Staphylococcal enterotoxins are prototypic superantigens (SAgs)1 that stimulate a large population of T-cells in a manner specific to the Vbeta region of the T-cell antigen receptor (TCR) (1, 2). SAgs have been implicated as a causative factor in a number of human diseases, such as toxic shock syndrome, rheumatoid arthritis, and diabetes mellitus (2, 3). Activation by staphylococcal enterotoxins induces rapid proliferation followed by the anergic state and programmed cell death of mature T-cells and thymocytes (1, 2). Although T-cell activation by SAgs is distinguishably unique, the precise signal transduction mechanism has not been well characterized.

Previous studies demonstrated that Lck, a member of the Src family protein-tyrosine kinases, plays an essential role in the TCR signal transduction pathway (4, 5).
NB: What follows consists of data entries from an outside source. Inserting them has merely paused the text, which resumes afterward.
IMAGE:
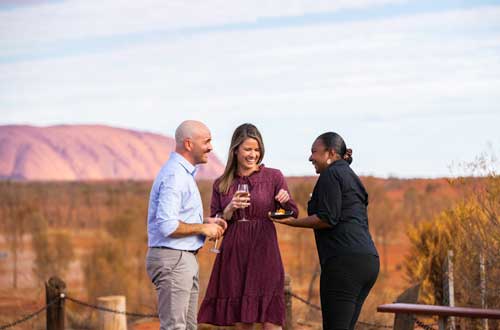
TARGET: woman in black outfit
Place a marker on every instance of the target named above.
(337, 212)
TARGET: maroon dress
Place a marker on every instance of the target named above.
(247, 280)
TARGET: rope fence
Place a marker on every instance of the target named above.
(134, 314)
(29, 317)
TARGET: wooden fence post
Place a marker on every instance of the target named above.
(55, 312)
(288, 303)
(109, 320)
(406, 321)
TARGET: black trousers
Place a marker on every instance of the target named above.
(344, 285)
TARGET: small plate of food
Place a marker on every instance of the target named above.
(281, 214)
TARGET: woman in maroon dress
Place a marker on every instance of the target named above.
(247, 281)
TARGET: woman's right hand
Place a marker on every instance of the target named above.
(240, 200)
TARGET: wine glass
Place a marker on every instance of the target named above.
(215, 249)
(244, 192)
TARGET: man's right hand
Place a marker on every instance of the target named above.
(212, 230)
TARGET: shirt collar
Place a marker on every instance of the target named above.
(340, 162)
(190, 168)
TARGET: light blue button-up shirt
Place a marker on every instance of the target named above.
(174, 197)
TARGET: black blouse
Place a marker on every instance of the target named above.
(340, 199)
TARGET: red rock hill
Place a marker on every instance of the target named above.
(86, 152)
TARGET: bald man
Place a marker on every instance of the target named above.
(177, 230)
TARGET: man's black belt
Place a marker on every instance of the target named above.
(195, 252)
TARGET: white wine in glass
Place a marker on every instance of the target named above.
(244, 192)
(215, 249)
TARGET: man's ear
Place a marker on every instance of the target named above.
(188, 144)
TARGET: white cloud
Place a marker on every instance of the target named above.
(403, 83)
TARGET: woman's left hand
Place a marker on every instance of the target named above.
(282, 197)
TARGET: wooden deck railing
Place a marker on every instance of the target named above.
(442, 312)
The T-cell line that lacks functional Lck is defective in TCR activation (6). Thymocyte differentiation is severely disturbed in mice lacking Lck expression and in mice expressing inactive forms of Lck (7-9). Biochemical analysis has shown that Lck plays at least two roles in the TCR signaling pathway, namely phosphorylation of the immunoreceptor tyrosine-based activation motifs (ITAMs) to recruit ZAP-70 and activation of membrane-recruited ZAP-70 (4, 5, 10-15). Another Src family protein-tyrosine kinase, Fyn, has also been implicated in playing a role in TCR signal transduction (4, 5, 16, 17). However, the phenotype of T-cells from Fyn knockout mice is much less dramatic than that of Lck knockout mice (18, 19).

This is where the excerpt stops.